Best Way to Fight Homelessness – Housing Vouchers

To determine the most effective method, HUD conducted a large, three-year study of the results when one of the four types of intervention was used.

WASHINGTON – October 27, 2016 – There are a number of ways to address homelessness if a family with children seeks emergency shelter. To determine the most effective method, the U.S. Department of Housing and Urban Development (HUD) conducted a large, three-year study of the results when one of the four types of intervention was used.

HUD says it found that a long-term subsidy, typically a Housing Choice Voucher, led to better outcomes for reducing family homelessness and improving family well-being.

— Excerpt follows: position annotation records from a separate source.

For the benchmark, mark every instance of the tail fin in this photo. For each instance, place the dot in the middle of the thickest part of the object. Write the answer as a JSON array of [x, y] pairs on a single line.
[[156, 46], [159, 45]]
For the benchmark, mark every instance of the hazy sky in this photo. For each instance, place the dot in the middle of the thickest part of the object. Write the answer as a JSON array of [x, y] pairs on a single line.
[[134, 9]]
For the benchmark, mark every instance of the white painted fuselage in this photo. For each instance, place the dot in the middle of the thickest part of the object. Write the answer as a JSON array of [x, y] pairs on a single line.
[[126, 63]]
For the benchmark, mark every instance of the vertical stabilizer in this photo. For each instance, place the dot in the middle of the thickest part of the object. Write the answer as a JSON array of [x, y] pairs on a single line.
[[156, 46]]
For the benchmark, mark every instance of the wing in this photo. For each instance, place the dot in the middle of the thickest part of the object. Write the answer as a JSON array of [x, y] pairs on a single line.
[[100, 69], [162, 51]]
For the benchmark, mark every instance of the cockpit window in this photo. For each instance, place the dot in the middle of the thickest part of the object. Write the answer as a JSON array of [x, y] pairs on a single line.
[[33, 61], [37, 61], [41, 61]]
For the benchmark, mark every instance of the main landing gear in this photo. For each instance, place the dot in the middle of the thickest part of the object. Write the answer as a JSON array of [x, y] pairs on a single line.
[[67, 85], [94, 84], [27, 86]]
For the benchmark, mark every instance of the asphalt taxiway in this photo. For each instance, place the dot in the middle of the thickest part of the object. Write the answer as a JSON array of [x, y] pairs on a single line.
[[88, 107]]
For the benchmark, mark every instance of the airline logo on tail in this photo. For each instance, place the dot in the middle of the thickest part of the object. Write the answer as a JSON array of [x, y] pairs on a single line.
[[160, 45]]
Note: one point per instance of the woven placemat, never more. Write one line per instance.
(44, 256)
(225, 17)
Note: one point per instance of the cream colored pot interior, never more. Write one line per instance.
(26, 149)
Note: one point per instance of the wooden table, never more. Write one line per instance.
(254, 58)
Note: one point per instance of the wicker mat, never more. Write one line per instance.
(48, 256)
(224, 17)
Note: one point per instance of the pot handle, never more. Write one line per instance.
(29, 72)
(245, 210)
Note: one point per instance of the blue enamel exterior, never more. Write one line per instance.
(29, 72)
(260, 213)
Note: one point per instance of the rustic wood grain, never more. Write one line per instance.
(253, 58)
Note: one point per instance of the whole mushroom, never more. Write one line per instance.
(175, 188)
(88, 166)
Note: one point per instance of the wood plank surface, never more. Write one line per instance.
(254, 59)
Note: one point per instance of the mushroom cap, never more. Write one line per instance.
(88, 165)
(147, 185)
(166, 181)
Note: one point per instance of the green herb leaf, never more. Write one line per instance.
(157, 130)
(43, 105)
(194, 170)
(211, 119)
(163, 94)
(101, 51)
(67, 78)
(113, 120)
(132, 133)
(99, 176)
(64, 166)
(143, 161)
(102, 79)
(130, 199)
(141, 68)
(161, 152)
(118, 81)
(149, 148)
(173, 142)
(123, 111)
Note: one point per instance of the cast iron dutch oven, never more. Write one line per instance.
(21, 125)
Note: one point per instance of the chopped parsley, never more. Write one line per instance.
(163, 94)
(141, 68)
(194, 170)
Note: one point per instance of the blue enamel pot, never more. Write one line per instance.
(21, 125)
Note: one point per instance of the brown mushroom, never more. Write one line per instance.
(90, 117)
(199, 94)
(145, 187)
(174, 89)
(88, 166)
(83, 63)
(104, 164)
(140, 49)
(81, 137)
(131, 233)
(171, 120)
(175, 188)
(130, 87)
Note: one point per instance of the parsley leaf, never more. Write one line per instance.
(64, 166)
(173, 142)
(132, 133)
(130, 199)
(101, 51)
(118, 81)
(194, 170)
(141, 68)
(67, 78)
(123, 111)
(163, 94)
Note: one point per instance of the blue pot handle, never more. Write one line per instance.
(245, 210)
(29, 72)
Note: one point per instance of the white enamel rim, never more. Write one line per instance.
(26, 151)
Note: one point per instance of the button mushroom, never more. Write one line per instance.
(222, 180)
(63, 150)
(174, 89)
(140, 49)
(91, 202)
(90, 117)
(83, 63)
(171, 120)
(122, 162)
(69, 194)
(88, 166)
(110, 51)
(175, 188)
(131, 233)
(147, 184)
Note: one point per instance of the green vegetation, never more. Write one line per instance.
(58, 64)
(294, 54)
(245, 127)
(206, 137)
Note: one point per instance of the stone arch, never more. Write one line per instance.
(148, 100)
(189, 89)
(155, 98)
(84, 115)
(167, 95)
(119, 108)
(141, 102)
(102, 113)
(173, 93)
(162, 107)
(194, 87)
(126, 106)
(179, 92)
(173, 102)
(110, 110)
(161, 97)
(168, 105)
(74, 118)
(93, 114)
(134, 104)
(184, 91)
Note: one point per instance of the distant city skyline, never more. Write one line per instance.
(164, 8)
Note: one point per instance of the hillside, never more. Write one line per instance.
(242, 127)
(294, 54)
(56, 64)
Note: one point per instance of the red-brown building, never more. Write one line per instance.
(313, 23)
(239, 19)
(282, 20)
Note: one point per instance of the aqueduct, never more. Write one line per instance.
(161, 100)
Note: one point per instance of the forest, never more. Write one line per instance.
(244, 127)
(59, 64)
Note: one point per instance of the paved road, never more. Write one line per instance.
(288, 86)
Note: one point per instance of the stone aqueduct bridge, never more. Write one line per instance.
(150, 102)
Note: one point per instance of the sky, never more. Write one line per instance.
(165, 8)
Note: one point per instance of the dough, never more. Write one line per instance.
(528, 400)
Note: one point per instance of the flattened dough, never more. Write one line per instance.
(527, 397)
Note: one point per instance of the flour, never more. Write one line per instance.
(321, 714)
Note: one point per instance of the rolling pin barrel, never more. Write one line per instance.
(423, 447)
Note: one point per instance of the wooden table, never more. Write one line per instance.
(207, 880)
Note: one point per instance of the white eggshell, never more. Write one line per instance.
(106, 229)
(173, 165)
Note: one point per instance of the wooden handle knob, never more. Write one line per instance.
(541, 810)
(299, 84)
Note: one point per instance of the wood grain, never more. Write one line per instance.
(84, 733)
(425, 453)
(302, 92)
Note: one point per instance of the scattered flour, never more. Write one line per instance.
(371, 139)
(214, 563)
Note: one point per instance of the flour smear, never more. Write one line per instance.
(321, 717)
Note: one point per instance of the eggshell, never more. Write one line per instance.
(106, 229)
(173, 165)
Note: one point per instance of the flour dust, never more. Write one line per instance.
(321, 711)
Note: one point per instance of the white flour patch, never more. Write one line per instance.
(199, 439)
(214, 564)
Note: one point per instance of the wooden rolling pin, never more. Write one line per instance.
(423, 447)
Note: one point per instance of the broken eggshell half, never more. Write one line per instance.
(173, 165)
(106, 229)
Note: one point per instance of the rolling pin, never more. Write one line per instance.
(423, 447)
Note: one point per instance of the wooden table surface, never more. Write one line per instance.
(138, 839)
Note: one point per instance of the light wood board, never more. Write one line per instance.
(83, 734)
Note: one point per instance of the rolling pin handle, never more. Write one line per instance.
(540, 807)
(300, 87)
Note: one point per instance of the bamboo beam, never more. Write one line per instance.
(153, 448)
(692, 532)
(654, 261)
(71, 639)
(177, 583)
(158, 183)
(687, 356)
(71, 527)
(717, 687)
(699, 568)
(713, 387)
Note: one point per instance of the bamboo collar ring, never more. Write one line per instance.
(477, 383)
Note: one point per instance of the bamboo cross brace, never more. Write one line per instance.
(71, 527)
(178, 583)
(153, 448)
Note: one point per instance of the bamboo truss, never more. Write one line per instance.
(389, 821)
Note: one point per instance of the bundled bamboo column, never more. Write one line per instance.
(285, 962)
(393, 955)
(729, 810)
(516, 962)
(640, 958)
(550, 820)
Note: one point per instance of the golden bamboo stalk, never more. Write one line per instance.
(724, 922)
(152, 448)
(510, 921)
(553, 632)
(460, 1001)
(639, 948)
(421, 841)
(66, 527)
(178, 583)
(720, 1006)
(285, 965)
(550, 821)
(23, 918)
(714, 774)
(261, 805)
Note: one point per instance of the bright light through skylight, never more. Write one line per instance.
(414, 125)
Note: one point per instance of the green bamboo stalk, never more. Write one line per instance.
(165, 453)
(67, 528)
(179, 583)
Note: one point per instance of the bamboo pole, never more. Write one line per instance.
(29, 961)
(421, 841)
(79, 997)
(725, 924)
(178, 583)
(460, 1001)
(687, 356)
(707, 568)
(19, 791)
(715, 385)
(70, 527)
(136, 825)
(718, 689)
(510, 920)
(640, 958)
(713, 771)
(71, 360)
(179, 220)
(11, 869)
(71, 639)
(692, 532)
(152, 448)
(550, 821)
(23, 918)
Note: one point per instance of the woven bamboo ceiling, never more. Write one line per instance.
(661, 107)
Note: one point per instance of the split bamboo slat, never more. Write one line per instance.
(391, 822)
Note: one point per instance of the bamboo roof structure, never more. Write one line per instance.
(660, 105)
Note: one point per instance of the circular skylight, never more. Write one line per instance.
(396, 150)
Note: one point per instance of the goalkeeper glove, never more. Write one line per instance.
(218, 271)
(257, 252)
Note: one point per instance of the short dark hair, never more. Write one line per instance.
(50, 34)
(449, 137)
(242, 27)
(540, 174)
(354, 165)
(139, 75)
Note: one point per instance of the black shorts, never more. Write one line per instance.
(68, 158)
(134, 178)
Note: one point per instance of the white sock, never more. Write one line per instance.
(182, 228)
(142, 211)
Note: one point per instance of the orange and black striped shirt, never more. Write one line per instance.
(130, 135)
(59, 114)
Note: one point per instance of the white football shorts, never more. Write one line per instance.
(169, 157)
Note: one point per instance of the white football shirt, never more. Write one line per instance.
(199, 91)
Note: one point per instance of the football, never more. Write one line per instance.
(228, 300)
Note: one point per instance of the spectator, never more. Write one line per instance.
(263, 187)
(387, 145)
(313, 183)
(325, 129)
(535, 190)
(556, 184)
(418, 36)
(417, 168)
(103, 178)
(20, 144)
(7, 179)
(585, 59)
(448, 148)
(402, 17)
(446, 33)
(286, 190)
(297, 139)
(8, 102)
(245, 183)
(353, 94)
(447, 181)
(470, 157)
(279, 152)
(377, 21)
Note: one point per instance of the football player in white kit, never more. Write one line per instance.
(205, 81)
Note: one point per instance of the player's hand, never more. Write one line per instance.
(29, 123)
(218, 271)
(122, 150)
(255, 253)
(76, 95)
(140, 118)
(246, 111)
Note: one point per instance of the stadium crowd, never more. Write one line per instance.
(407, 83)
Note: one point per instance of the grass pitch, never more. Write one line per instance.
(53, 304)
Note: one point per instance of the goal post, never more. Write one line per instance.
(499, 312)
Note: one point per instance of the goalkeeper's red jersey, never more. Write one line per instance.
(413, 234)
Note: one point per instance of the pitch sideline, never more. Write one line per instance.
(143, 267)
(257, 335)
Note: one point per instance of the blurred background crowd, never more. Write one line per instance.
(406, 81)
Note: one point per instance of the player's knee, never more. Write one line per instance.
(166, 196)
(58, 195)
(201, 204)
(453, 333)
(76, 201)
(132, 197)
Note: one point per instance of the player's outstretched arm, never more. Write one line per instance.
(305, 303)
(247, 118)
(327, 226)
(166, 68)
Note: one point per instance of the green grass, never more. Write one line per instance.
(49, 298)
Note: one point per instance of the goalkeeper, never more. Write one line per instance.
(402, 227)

In HUD's Family Options Study: Three-year Impacts of Housing and Services Interventions for Homeless Families, 2,200 families were tracked over three years and randomly assigned to one of four interventions. HUD says the families offered a long-term subsidy had significant reductions in subsequent homelessness, adult psychological distress, intimate partner violence and food insecurity.

"The evidence from this study indicates that having access to deep long-term housing subsidies produces substantial benefits for families," says Kathy O'Regan, HUD's assistant secretary of policy development and research. "While we continue to seek more housing subsidies to help families experiencing homelessness, we must also recognize that rapid rehousing is proving to be the most cost-effective tool that we have available within the crisis response system."

After spending at least seven days in an emergency shelter, families participating in the study were randomly assigned one of four interventions:

  • Long-term housing subsidy, usually a Housing Choice Voucher, that often included help finding a place to live but no other support services.
  • Community-based rapid re-housing provided temporary rental assistance, potentially renewable for up to 18 months, paired with limited, housing-focused services to help families find and rent conventional, private-market housing.
  • Project-based transitional housing provided temporary housing for up to 24 months in agency-controlled buildings or apartments, along with "intensive" support services.
  • Usual care was defined as any housing or services that a family accesses in the absence of immediate referral to the other interventions. Typically, it includes at least some additional stay in the emergency shelter.

HUD measured outcomes for families in five key areas: housing stability, family preservation, adult well-being, child well-being and self-sufficiency; and then compared the outcomes of families assigned to each of the four interventions.

Major findings: 37 months later

  • Families offered a long-term subsidy had significantly less homelessness and housing instability than families offered any of the other interventions.
  • Families offered a long-term subsidy continued to demonstrate significantly improved non-housing outcomes compared to families offered usual care, including adult well-being (reductions in psychological distress, intimate partner violence), child well-being (reductions in school mobility, behavior problems and sleep problems, and more pro-social behavior), increased food security and decreased economic stress.
  • Families randomly assigned to community-based rapid re-housing experienced similar outcomes to those families who were assigned to usual care, achieving no statistically significant reductions in subsequent emergency shelter use or housing mobility, but at significantly less cost than usual care.
  • Families randomly assigned to project-based transitional housing with intensive support services had reductions in emergency shelter use relative to families assigned to usual care but achieved no better non-housing outcomes.
  • Families offered a subsidy or community-based rapid re-housing spent significantly less time in transitional housing than families assigned to usual care.

 Costs of each program

  • Families assigned to usual care used roughly $41,000 in housing and services over the full 37-month period of study.
  • Families assigned to the community-based rapid re-housing intervention incurred the lowest costs, using $4,000 less in housing and services than families assigned to usual care.
  • Providing priorit·y access to housing subsidies cost nearly $4,000 more over the three-year study period than families assigned to usual care.
  • Costs of the housing and services provided to families assigned to project-based transitional housing exceeded the costs for families assigned to community-based rapid re-housing or usual care, but they were slightly cheaper than the costs incurred by families offered a subsidy.
  • Emergency shelter programs had the highest average per-family monthly costs of approximately $4,800, compared to transitional housing at $2,700/month, a voucher at $1,172/month, and rapid re-housing at $880/month.
  • The study has led HUD to encourage local communities to review, and likely reduce, the number of transitional housing beds they support. HUD says the findings will continue to guide the Department's effort to press state and local planners to target their limited resources to those strategies that demonstrate the best outcomes for families and their children.